Monotonic (part duex)

Kevin Myers posted a comment on our monotonic post, which provided a lot more detail on the monotonic function (thanks Kevin) so I thought I would post them as an article.

Kevin says….

Here are some very preliminary unpublished docs that were put together when MONOTONIC was added in SAS 8.2. This has not received any official testing/verification/approval by SAS Institute personnel:

MONOTONIC

Returns a series of monotonically increasing values

Category: Special (Is this the right category?)
Syntax
Arguments
Details
Examples
Example 1: Creating Row Identifiers for a Simple SQL Query
Example 2: Generating Distinct Streams of Values
Example 3: Influencing MONOTONIC Evaluation with Arguments
See Also

Syntax

MONOTONIC(>>)

Arguments

argument
is any valid numeric or character expression. No arguments are required, but any number of arguments may be provided.

Details

The MONOTONIC function returns the series of monotonically increasing integers (1, 2, 3, …). Each time the function is evaluated, it returns the next integer from the series. It is particularly useful for returning a series of values that may be used for purposes such as dynamically generating row identifiers or counters in PROC SQL. See Generating Row Identifiers for a Simple SQL Query.

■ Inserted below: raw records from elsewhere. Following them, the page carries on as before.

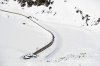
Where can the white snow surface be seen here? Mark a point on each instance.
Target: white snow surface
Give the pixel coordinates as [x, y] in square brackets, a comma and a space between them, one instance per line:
[74, 45]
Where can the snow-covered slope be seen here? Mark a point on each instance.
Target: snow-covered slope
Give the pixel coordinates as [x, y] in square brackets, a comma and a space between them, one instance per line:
[74, 45]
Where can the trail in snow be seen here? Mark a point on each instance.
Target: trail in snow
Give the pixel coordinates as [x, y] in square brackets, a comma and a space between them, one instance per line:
[43, 48]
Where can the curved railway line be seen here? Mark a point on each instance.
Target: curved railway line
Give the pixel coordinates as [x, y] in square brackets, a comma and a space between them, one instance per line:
[34, 54]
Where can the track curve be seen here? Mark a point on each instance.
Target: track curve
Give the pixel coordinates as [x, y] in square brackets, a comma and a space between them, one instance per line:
[34, 54]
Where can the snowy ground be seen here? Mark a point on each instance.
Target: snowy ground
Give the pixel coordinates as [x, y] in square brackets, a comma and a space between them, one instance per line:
[74, 45]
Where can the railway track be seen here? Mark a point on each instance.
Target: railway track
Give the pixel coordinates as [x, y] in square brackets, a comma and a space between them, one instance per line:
[34, 54]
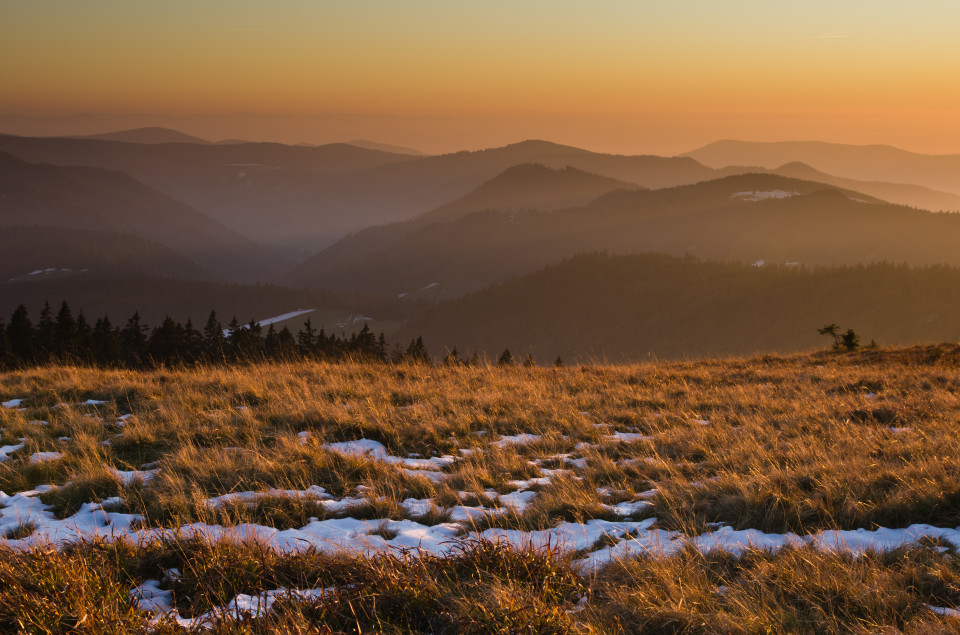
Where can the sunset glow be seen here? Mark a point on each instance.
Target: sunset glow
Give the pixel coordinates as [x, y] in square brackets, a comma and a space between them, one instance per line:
[615, 76]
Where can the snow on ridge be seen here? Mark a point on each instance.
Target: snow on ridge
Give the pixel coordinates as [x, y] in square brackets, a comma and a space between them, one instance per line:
[274, 320]
[762, 195]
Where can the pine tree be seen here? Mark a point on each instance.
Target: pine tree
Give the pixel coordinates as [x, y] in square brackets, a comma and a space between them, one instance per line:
[166, 343]
[417, 352]
[286, 344]
[4, 348]
[133, 341]
[452, 358]
[64, 334]
[45, 335]
[214, 339]
[83, 341]
[106, 343]
[195, 344]
[21, 337]
[307, 339]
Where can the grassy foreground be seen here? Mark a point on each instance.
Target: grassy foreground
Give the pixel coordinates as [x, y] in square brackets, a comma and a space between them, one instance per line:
[780, 444]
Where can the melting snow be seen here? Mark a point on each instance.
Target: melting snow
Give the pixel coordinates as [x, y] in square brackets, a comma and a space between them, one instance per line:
[376, 450]
[40, 457]
[520, 439]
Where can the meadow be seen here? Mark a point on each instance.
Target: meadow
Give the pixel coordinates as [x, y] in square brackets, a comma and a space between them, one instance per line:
[804, 493]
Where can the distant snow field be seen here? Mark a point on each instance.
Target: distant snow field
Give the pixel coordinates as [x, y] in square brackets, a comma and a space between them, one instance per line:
[759, 195]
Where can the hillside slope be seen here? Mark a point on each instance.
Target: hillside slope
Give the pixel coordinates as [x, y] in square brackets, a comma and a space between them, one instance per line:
[93, 199]
[867, 163]
[748, 218]
[629, 307]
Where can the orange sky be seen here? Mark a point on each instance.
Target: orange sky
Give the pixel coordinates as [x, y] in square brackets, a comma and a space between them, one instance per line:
[623, 76]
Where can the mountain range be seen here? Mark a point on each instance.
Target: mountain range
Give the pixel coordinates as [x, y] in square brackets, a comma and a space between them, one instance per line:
[171, 222]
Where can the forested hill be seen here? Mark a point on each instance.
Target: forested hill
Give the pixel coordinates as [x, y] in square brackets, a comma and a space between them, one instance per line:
[630, 307]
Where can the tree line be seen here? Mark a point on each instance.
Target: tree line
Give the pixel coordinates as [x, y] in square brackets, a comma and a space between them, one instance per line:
[63, 338]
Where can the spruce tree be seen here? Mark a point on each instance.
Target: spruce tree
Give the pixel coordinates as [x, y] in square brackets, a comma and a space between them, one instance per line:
[133, 341]
[21, 337]
[44, 343]
[64, 334]
[214, 338]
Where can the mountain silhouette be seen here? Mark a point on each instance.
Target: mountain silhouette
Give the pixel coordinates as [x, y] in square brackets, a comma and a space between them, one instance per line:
[744, 218]
[866, 163]
[93, 199]
[628, 308]
[149, 135]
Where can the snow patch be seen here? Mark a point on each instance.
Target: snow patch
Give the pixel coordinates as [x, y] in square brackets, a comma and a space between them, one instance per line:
[762, 195]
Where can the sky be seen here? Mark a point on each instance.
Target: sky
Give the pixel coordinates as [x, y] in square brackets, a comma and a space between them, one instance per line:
[442, 75]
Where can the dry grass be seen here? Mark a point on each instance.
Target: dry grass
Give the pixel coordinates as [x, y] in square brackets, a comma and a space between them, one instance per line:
[800, 443]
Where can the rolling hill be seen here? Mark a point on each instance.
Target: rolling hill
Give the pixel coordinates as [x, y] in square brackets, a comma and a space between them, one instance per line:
[745, 218]
[865, 163]
[630, 307]
[45, 252]
[154, 298]
[91, 199]
[305, 198]
[147, 135]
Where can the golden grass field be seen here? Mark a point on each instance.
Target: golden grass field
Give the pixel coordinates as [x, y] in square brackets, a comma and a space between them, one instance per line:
[798, 444]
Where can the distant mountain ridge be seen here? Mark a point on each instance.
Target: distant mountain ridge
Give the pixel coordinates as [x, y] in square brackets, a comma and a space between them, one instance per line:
[148, 135]
[866, 163]
[93, 199]
[598, 307]
[747, 218]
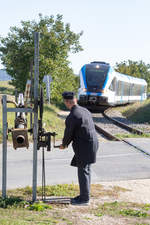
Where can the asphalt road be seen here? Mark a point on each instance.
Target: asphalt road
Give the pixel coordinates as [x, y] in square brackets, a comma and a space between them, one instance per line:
[115, 161]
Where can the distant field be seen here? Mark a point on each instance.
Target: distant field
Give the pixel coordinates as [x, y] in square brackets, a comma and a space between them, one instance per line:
[137, 112]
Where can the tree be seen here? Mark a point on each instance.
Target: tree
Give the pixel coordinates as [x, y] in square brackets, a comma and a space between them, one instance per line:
[135, 69]
[56, 42]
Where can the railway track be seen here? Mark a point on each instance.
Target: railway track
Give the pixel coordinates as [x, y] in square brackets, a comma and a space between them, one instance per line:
[111, 137]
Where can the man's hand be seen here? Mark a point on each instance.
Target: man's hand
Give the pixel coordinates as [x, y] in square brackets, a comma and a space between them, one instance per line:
[62, 147]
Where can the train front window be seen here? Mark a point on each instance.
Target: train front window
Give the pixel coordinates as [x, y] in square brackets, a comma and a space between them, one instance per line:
[96, 76]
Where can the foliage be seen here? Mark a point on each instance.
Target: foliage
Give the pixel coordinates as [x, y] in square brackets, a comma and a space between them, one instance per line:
[135, 69]
[56, 42]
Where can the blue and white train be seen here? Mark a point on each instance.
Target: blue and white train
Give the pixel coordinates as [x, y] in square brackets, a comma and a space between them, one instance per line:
[101, 85]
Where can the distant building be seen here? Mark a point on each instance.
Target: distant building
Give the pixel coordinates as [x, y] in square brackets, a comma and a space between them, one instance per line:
[4, 76]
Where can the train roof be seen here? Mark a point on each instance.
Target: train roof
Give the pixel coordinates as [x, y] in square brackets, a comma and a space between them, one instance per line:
[131, 79]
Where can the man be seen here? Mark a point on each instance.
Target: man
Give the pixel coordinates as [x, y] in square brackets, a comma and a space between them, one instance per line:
[80, 130]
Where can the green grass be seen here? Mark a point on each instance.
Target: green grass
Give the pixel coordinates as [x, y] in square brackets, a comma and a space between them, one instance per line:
[17, 210]
[146, 135]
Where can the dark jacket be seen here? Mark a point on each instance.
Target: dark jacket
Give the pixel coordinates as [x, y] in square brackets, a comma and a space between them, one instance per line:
[80, 130]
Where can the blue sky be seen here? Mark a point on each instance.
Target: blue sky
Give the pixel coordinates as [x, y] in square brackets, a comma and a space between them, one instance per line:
[114, 30]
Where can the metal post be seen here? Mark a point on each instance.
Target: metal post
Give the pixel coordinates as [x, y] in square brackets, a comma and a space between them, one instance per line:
[35, 127]
[4, 163]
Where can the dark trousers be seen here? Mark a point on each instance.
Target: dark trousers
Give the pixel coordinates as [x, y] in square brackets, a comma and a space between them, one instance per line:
[84, 178]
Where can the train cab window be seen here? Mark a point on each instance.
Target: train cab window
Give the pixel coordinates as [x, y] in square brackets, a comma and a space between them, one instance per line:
[96, 76]
[113, 85]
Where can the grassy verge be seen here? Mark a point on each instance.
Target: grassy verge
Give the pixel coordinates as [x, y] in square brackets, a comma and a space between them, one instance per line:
[138, 112]
[146, 135]
[18, 211]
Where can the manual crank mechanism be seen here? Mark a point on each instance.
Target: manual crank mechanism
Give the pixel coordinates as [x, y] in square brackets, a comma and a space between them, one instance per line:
[44, 138]
[20, 131]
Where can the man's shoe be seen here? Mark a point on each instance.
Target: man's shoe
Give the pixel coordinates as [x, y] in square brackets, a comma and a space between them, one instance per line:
[78, 201]
[75, 198]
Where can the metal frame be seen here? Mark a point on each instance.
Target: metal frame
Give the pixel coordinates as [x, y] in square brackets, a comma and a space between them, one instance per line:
[35, 125]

To generate a series of values that does not start with 1 or does not increment by 1, you may wish to create an expression that applies an offset and/or a multiplier to the values that are returned from the MONOTONIC function.

Each separate use of the MONTONIC function within a data step or SQL query will return a separate series of values. If values from the same MONOTONIC series are required at multiple points within the same data step or SQL query, then a variable should be used to store the result of a single call to the MONOTONIC function, and that variable can then be used to provide the additional values where they are required. See Generating Distinct Streams of Values.

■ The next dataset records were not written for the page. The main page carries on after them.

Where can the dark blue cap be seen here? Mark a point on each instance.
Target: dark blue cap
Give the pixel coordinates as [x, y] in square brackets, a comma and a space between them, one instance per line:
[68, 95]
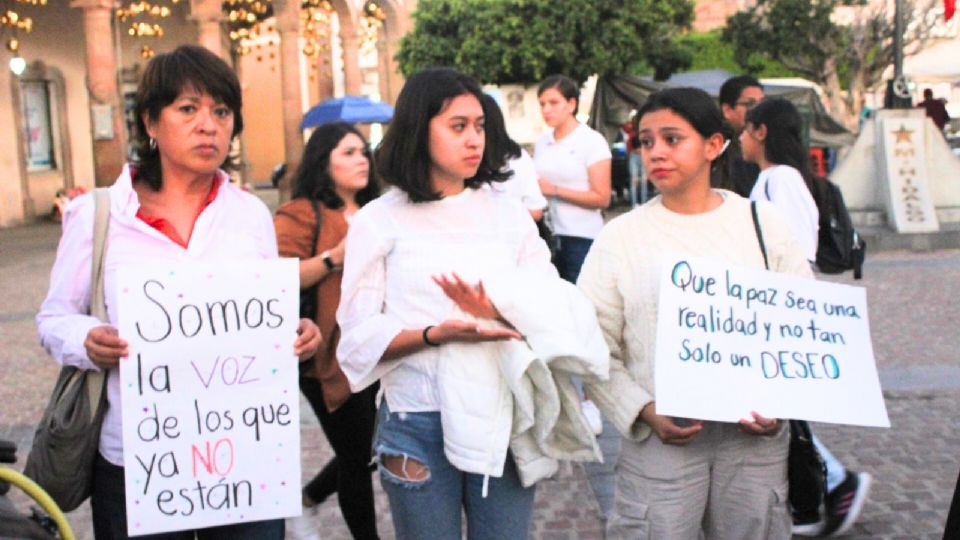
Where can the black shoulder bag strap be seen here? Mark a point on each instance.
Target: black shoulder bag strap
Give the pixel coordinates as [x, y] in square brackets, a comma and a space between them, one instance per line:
[756, 227]
[316, 226]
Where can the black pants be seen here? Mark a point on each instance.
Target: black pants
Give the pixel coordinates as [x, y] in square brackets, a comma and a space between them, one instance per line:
[110, 514]
[350, 432]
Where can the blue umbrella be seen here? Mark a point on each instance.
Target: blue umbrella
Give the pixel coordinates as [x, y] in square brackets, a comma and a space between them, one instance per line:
[350, 109]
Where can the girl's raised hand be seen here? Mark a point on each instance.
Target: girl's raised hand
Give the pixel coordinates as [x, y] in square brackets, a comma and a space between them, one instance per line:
[450, 331]
[469, 298]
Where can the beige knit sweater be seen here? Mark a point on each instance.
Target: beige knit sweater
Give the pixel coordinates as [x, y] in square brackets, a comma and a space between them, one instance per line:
[621, 276]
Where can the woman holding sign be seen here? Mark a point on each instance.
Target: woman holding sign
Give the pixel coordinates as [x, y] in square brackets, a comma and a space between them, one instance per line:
[174, 204]
[333, 181]
[680, 478]
[435, 340]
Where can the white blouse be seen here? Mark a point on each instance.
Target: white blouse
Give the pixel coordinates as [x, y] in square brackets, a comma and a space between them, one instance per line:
[393, 249]
[236, 226]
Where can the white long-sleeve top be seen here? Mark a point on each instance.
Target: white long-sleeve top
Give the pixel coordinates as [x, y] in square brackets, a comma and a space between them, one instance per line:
[784, 187]
[393, 249]
[621, 277]
[235, 226]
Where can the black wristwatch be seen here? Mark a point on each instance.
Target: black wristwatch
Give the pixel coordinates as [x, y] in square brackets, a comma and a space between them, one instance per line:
[327, 261]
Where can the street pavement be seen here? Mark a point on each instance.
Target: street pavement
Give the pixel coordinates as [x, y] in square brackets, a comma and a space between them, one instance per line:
[915, 323]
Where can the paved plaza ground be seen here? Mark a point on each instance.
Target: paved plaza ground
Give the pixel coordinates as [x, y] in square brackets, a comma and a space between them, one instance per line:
[915, 319]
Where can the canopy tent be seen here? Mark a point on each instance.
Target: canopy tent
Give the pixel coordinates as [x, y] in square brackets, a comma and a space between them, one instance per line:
[933, 64]
[617, 96]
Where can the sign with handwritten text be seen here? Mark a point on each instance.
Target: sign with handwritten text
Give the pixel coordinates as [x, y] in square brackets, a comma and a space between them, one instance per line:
[211, 419]
[731, 340]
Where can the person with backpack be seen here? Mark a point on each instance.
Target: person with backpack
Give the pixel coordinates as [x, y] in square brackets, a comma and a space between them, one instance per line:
[772, 138]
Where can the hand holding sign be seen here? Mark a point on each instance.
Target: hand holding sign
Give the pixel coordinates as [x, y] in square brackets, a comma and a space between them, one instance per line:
[104, 346]
[666, 428]
[211, 401]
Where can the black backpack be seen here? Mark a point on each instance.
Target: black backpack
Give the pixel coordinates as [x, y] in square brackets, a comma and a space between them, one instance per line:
[839, 247]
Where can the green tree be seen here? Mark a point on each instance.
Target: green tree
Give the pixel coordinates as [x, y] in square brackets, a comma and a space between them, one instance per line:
[843, 45]
[710, 51]
[522, 41]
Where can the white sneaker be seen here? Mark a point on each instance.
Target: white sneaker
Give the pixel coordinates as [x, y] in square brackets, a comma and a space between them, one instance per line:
[592, 414]
[303, 527]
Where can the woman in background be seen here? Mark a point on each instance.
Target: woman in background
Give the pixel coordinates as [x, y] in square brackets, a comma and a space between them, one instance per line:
[773, 139]
[333, 181]
[522, 183]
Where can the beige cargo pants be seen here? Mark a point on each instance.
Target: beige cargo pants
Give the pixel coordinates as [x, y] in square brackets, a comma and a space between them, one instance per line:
[724, 485]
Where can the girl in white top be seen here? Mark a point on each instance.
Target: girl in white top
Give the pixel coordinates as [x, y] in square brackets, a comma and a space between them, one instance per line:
[689, 479]
[413, 256]
[573, 162]
[772, 139]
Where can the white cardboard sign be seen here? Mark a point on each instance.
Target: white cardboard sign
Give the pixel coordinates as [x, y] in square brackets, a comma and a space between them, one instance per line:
[731, 340]
[211, 418]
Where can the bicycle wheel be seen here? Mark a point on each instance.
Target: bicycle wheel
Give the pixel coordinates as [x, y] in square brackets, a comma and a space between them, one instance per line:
[40, 496]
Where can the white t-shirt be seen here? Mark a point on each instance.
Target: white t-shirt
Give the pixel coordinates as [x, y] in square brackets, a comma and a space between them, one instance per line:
[394, 247]
[565, 163]
[523, 184]
[784, 187]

Arguments that are passed to the MONOTONIC function have no direct impact on the series of values that is returned. Instead, these arguments may be optionally provided in order to serve as hints for PROC SQL to help influence when the MONOTONIC function will be evaluated during query processing. One must be cautious when using MONOTONIC in a complex PROC SQL query, because join processing, subsetting, and query optimization may have results that are difficult to predict. See Influencing MONOTONIC Evaluation with Arguments.

Examples

Example 1: Generating Row Identifiers for a Simple SQL Query

The following program illustrates generating a unique identifier for each row that is returned as the result of a simple SQL query:

data test;
do x=1 to 5;
output;
end;
run;

proc sql;
select *, monotonic() as rowid from test
having x ne 3;
quit;

The SAS System 10:00 Thursday,
August 5, 1999 10

x rowid
ffffffffffffffffff
1 1
2 2
4 4
5 5

Note in the output from the above example that the value of rowid skips from 2 to 4. This is because the data row for which the rowid value of 3 was generated by the MONOTONIC function was deleted by the HAVING clause after the function had already been evaluated for that row. Using a simple WHERE clause such as WHERE X NE 3 would not produce the same result, because the third data row would have been skipped entirely, and the MONOTONIC function would not have been evaluated at all for that row. This shows that when it is important for values resulting from use of the MONOTONIC function in an SQL query to maintain a constant increment with no skipped values, one must carefully consider the effects that any joins or subsetting criteria may have on the results.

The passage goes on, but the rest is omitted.